La spiegazione più o meno consueta per questa inversione della curva vecchio stile di Phillips è che le aspettative di inflazione sono “ancorate”: ognuno si aspetta che la Fed realizzi il suo obbiettivo del 2 per cento, cosicché nella curva il periodo dell’inflazione attesa si posa semplicemente su quel punto, non si muove attorno basandosi sulle fluttuazioni annue. Ma in quel caso, come definiamo la piena occupazione?

La risposta che io suggerirei è che la piena occupazione sarebbe il tasso di disoccupazione al quale le aspettative sono suffragate dai dati di fatto – perché se l’inflazione sta abbastanza a lungo sufficientemente al di sopra o al di sotto dell’obbiettivo, presumibilmente l’ancora si mette in libertà. Dunque dovremmo osservare il tasso di inflazione IECA – Inflazione Effettivamente Corrispondente alle Aspettative? Per quello che può valere, la IECA è uguale a 4,9. Esatto, Federal Reserve? [2]

Non sforzatevi troppo con tutto questo, ma la mia opinione è che i dati recenti sono perfettamente coerenti con il punto di vista secondo il quale la piena occupazione richiede un tasso di disoccupazione al di sotto del 5 per cento; i dati più recenti suggerirebbero un tasso persino più basso. Questo può essere più o meno giusto; io non lo so. Ma neanche la Fed lo sa.

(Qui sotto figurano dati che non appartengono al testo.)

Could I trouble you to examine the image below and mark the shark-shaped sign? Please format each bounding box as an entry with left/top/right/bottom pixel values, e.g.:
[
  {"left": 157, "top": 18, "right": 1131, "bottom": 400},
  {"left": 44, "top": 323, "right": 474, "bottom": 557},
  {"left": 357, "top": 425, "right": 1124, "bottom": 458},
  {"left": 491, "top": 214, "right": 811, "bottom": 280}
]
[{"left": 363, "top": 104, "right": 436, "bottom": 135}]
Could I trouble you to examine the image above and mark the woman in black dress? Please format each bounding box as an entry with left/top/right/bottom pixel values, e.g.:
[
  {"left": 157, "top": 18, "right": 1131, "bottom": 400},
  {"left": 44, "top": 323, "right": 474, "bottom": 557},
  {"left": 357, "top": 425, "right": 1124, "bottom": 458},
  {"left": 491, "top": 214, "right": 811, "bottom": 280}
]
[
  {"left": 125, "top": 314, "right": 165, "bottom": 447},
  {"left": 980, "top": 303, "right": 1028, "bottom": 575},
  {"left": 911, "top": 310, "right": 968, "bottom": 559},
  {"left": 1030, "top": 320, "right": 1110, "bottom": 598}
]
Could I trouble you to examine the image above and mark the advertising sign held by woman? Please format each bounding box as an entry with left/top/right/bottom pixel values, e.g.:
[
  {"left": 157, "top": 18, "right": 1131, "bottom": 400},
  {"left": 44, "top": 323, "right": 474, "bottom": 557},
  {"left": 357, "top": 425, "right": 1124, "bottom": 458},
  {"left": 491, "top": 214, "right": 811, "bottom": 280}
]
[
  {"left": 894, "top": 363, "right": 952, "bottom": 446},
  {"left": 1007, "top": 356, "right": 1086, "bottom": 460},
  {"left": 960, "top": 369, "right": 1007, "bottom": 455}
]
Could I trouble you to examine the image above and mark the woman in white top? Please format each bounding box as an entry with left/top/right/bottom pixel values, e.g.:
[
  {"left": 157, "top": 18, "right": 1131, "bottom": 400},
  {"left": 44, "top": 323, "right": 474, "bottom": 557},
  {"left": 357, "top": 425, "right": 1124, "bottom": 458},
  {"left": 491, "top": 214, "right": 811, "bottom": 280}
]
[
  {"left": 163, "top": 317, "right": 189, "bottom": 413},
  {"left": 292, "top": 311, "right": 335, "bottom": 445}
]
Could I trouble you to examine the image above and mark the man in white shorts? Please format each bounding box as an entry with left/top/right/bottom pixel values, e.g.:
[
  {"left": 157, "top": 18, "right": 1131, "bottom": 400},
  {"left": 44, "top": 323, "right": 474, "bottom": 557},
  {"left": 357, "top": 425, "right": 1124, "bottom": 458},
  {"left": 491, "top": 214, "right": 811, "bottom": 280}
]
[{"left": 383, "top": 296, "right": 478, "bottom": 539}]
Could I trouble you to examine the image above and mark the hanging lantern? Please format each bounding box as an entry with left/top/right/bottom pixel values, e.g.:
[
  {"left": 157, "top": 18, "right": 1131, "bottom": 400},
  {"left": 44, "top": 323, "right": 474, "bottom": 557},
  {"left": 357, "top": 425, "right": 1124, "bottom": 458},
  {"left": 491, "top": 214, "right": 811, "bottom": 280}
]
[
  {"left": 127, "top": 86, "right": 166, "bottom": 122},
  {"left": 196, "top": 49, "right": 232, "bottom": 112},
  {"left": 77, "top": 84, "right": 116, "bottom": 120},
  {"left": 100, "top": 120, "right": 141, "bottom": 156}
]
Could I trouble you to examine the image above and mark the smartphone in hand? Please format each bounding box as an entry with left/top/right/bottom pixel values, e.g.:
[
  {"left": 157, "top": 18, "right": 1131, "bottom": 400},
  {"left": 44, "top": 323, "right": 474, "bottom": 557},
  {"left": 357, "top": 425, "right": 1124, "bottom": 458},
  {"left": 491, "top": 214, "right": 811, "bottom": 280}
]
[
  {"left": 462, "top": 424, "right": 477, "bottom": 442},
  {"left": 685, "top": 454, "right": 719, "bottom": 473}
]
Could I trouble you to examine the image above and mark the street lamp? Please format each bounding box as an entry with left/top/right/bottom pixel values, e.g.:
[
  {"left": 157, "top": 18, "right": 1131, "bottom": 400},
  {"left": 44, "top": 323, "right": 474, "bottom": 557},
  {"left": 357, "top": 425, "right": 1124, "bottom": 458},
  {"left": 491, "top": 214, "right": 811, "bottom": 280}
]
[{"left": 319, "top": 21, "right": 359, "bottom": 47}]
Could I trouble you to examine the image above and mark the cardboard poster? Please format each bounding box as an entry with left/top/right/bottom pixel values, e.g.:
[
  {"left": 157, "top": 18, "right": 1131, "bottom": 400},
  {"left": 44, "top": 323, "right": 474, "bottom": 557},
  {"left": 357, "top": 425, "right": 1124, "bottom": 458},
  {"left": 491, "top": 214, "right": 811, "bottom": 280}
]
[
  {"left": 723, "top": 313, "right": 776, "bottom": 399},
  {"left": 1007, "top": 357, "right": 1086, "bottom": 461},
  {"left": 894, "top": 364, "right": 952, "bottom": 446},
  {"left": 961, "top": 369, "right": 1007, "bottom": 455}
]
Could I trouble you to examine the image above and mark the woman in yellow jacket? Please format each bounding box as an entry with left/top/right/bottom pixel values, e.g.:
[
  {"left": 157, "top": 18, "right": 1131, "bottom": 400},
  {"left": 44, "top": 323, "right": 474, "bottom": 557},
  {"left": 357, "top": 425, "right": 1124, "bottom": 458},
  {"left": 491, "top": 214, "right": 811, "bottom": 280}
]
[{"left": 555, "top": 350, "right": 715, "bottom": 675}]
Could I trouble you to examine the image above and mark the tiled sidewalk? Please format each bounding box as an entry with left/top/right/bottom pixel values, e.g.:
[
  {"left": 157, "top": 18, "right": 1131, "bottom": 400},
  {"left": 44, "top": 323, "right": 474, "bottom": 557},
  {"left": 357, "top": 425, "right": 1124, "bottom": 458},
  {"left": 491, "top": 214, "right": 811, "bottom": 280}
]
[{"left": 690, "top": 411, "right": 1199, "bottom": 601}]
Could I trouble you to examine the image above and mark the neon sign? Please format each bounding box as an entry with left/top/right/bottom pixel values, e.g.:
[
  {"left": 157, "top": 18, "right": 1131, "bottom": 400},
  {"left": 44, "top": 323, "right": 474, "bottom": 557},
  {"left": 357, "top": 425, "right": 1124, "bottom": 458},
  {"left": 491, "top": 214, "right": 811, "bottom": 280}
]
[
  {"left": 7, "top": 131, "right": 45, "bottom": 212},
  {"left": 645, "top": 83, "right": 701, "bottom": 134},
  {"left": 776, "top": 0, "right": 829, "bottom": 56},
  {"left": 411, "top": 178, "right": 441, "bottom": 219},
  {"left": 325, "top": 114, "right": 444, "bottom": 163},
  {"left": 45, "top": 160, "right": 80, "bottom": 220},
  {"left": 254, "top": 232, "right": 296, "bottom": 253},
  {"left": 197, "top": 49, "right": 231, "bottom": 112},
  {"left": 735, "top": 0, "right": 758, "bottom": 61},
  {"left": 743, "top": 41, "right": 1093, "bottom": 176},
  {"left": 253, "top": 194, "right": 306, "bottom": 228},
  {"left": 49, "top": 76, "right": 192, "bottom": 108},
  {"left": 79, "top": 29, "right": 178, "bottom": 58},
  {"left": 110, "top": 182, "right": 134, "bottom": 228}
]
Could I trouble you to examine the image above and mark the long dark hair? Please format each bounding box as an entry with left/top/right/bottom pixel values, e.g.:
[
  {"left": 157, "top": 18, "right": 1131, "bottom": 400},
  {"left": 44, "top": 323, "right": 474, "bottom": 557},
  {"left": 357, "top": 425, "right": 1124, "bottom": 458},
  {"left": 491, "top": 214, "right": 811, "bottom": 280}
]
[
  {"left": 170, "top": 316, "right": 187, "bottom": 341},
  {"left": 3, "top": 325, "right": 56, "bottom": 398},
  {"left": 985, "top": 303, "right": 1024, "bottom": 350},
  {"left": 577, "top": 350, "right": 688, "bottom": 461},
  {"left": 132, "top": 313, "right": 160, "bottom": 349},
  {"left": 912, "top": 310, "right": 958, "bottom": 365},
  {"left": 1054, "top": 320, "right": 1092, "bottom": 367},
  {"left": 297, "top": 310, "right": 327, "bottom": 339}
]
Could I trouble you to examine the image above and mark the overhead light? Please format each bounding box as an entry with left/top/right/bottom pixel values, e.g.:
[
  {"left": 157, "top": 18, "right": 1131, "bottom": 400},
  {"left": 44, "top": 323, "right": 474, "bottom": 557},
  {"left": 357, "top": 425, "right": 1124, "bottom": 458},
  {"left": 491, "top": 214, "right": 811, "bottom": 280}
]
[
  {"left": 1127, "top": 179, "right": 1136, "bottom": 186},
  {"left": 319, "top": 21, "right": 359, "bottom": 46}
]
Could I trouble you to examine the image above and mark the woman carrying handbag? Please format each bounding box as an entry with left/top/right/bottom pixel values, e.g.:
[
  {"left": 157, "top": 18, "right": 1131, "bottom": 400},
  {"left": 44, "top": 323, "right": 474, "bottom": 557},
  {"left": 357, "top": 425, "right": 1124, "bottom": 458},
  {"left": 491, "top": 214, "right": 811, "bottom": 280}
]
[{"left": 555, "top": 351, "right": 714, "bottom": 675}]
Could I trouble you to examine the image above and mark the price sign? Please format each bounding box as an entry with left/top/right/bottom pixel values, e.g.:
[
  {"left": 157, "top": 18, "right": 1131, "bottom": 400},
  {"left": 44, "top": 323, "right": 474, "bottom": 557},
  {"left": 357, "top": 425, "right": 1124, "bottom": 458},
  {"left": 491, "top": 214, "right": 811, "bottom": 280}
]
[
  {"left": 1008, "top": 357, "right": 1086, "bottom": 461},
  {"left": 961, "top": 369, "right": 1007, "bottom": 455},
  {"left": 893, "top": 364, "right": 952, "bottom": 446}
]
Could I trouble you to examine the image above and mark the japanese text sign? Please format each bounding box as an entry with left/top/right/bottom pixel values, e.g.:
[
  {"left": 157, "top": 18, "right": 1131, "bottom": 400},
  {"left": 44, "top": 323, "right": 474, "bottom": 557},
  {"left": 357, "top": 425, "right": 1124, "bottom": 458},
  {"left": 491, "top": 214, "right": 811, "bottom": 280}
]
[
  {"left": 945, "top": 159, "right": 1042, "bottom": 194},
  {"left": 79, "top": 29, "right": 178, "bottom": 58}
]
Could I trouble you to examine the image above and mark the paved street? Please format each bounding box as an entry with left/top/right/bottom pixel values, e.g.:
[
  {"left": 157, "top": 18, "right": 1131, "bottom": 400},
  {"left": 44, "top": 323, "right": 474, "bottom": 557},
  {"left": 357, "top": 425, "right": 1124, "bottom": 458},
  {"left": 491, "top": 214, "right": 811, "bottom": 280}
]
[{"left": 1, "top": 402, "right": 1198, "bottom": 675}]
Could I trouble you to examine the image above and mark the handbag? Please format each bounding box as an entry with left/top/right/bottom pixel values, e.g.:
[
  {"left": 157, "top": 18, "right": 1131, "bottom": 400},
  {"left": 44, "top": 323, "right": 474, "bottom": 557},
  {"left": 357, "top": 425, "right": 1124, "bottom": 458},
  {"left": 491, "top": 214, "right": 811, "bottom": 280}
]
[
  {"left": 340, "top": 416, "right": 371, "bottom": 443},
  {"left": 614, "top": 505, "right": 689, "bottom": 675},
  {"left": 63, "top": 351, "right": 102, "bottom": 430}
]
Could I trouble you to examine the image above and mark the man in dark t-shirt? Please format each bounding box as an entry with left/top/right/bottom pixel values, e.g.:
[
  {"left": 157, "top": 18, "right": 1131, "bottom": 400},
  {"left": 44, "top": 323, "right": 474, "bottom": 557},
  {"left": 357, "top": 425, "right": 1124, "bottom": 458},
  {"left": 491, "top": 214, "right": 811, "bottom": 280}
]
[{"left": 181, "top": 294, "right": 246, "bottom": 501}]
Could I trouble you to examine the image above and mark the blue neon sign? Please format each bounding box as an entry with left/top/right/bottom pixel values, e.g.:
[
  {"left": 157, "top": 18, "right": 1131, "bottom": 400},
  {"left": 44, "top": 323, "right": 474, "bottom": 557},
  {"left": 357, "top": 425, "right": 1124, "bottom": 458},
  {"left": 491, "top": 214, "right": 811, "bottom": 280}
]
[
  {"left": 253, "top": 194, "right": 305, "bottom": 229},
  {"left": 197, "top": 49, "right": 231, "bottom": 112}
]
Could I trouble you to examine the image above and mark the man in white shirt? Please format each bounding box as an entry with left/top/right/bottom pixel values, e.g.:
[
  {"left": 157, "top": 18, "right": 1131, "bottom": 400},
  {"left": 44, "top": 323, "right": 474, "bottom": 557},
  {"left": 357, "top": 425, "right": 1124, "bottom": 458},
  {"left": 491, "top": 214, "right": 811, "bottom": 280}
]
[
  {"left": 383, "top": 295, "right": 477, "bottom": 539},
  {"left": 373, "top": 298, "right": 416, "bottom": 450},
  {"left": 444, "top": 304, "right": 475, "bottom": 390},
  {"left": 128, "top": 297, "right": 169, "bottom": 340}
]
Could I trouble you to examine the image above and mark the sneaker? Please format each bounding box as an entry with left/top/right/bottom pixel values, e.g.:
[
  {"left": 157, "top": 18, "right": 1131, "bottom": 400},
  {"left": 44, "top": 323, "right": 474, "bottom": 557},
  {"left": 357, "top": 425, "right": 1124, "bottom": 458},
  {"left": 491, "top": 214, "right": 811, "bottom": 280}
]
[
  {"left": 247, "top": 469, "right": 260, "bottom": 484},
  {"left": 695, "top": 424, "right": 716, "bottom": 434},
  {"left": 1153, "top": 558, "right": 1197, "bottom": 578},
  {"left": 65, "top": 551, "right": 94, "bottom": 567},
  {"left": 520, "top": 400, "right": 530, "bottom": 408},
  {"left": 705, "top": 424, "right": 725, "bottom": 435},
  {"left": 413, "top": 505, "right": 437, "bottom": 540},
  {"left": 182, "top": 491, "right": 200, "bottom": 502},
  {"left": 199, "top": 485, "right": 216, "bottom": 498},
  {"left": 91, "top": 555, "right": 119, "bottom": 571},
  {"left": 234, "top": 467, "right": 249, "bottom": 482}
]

Di fronte all’incertezza, la questione cruciale è quello che accade se si sbaglia. Ed i rischi sembrano ancora ampiamente asimmetrici. Alzate i tassi “troppo tardi” e l’inflazione per un breve periodo eccederà l’obbiettivo. E’ così negativo? (e perché la Fed sta sempre di più dando l’impressione che il 2 per cento non sia un obbiettivo ma un limite? Forse che tutto quello che abbiamo osservato dal 2007 non indica che quello non è un livello affatto rassicurante?) Alzate i tassi troppo presto, d’altra parte, e rischiate di cadere in una trappola deflazionistica che potrebbe richiedervi anni, addirittura decenni, per venirne fuori.

Spero davvero tanto che questo concetto stia arrivando.

 

 

[1] Suppongo nel senso che anche Duy è diventato perplesso sull’ipotesi di un rialzo. Infatti, sul suo blog in data 2 febbraio egli commenta il seguente diagramma di fonte Fed, che mostra una forte decelerazione nei dati trimestrali dell’inflazione anche negli Stati Uniti:

z 481

 

 

 

 

 

 

 

[2] Questa traduzione è complicata. IECA è semplicemente la traduzione dell’acronimo AIEE, che non so se è inventato ad hoc o abbia un significato tecnico preciso. La misurazione di tale espressione non so spiegarla, ma sembra alludere ad un concetto tecnico definito. Quanto alla espressione FWIW dovrebbe stare per “For what it’s worth”, espressione slang per “per quello che vale”. FRB, invece, sta per Federal Reserve Bank.